What the learning actually did

We woke up that morning, analyzed Run 1, found five gaps in the memory-to-prompt pipeline (entry 23), fixed them, and kicked off Run 2 before lunch. The harness loaded 644 lessons, 50 banned patterns, and a full category difficulty model from Run 1.

The effects were visible immediately:

SSH went from 6% to 78%. In Run 1, SSH fixes were probably correct but the evaluator couldn't verify them because the RPM database was corrupted. Run 2's agents had lessons warning about RPM DB issues and adjusted their approaches. 13 SSH rules that escalated in Run 1 were remediated in Run 2.

Kernel went from 68% to 97%. Same story — the RPM cascade blocked verification in Run 1. With the cascade lessons loaded, Run 2 handled kernel rules cleanly. 37 of 38 remediated.

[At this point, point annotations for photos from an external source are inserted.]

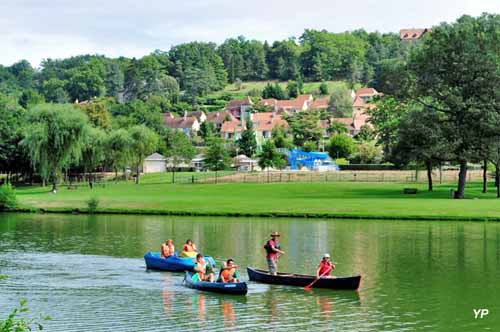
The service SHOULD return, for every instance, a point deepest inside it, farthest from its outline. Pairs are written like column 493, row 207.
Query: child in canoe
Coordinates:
column 203, row 269
column 325, row 267
column 228, row 272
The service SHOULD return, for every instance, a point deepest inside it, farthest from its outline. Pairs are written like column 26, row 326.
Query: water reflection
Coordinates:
column 411, row 271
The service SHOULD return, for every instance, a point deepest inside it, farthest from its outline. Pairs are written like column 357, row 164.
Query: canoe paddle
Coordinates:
column 308, row 287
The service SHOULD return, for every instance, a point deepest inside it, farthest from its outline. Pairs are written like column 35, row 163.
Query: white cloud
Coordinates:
column 33, row 29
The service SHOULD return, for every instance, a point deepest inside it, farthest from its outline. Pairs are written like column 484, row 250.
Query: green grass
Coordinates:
column 353, row 200
column 309, row 87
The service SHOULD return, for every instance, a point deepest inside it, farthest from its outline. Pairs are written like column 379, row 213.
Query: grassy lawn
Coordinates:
column 248, row 86
column 383, row 200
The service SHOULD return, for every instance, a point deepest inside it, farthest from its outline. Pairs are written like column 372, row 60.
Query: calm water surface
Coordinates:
column 89, row 275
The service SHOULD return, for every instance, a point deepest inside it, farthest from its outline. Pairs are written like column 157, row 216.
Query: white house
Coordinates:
column 155, row 163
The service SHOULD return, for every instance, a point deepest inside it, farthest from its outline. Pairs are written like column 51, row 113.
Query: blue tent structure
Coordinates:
column 312, row 160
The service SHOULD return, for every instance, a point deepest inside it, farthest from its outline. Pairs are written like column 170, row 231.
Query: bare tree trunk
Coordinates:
column 462, row 177
column 428, row 164
column 485, row 178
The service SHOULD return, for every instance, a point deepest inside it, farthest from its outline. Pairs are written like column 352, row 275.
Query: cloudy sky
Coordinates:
column 38, row 29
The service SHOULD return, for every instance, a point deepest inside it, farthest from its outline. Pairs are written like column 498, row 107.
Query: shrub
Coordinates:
column 19, row 324
column 92, row 204
column 8, row 200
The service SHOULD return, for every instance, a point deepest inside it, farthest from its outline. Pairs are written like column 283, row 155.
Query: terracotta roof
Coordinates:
column 178, row 123
column 265, row 121
column 358, row 102
column 247, row 101
column 155, row 156
column 360, row 119
column 219, row 117
column 320, row 103
column 364, row 92
column 196, row 114
column 411, row 34
column 231, row 126
column 344, row 121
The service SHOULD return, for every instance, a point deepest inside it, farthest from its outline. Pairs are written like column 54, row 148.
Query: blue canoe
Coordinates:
column 173, row 263
column 233, row 288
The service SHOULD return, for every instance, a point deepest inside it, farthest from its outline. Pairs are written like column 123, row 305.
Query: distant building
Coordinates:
column 289, row 106
column 412, row 35
column 155, row 163
column 263, row 124
column 218, row 118
column 189, row 125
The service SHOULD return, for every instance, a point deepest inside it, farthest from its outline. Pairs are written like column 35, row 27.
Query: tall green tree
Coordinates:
column 247, row 143
column 340, row 104
column 179, row 149
column 144, row 142
column 421, row 139
column 93, row 152
column 270, row 157
column 457, row 73
column 216, row 156
column 118, row 153
column 53, row 138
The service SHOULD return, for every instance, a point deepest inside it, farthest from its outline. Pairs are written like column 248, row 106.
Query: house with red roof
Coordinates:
column 239, row 107
column 263, row 125
column 412, row 35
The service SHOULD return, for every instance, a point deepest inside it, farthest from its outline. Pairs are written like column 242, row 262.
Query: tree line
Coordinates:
column 201, row 67
column 442, row 103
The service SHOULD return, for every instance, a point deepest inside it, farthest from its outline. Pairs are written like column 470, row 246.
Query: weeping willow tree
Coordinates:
column 53, row 138
column 93, row 151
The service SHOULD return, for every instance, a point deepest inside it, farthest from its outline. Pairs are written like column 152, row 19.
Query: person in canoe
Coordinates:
column 228, row 272
column 203, row 269
column 272, row 253
column 325, row 267
column 167, row 249
column 189, row 249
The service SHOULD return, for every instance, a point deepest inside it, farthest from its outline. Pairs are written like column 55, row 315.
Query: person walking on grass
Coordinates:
column 273, row 251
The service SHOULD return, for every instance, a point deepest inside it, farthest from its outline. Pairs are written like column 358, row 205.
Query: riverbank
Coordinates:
column 309, row 200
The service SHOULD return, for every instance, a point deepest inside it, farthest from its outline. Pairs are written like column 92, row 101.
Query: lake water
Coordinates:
column 88, row 274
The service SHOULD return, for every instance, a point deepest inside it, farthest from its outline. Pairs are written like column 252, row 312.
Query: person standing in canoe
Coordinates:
column 325, row 267
column 272, row 253
column 204, row 270
column 167, row 249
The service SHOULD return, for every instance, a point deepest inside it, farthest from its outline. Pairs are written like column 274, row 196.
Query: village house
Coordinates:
column 189, row 125
column 155, row 163
column 263, row 124
column 218, row 118
column 239, row 107
column 289, row 106
column 199, row 115
column 412, row 35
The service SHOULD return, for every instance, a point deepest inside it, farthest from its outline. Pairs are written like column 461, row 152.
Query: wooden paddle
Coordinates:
column 308, row 287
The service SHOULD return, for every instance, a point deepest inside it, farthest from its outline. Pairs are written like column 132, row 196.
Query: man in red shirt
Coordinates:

Service config went from 33% to 100%. Package management went from 50% to 86%. Audit went from 6% to 30%.

The Architect learned to sequence by difficulty. Run 2 front-loaded easy categories (authentication, kernel, package management) and deferred hard categories (audit, SSH) to the end. This wasn't programmed — the category difficulty model from Run 1 fed into the Architect's context, and it made the rational choice to bank easy wins first.

The lesson weight system started producing real signal. After Run 2, the lesson weights spread from the uniform 0.5 of Run 1 to a genuine distribution: 163 lessons above 0.9, 188 above 0.8, with the rest decaying based on category outcomes. Good lessons are floating up. Bad ones are sinking.

The new cascade: audit immutable mode

Around hour 8 of the run, the harness successfully remediated audit_rules_immutable — a STIG rule that requires setting the audit system to immutable mode (-e 2). This is one of those rules where doing what the STIG asks actively prevents you from fixing other STIG rules. The moment -e 2 was set, every remaining audit rule that needed to load into the kernel was blocked.

The Reflector caught it within 200 seconds. "The audit system is configured with the -e 2 flag (immutable mode), which locks the configuration until the next reboot." It said this 135 times across the remaining audit rules.

But the Architect kept selecting audit rules one by one, noting the immutable flag each time but never changing its strategy. There was no lesson that said "process audit_rules_immutable LAST" — and the harness has no ordering mechanism. The task graph has zero edges. No dependencies, no sequencing constraints.

The impact: ~44 syscall-based audit rules escalated that might have succeeded if processed before the immutable flag was set. Estimated: 20-35 additional remediations lost to ordering.

This is a different beast from Run 1's RPM cascade. That was accidental — a fix broke something. This was intentional — the STIG requires immutable audit, and the system correctly implemented it. The problem is when it was implemented, not whether.

The fix is a one-sentence addition to the skill's architect prompt: "Process audit_rules_immutable last within the audit category." But it also reveals a harness-level gap: skills should be able to declare ordering constraints that the Architect respects.

The regression that taught us about lesson quality

One rule regressed: sudo_remove_nopasswd. Fixed in Run 1, escalated in Run 2 after 8 attempts.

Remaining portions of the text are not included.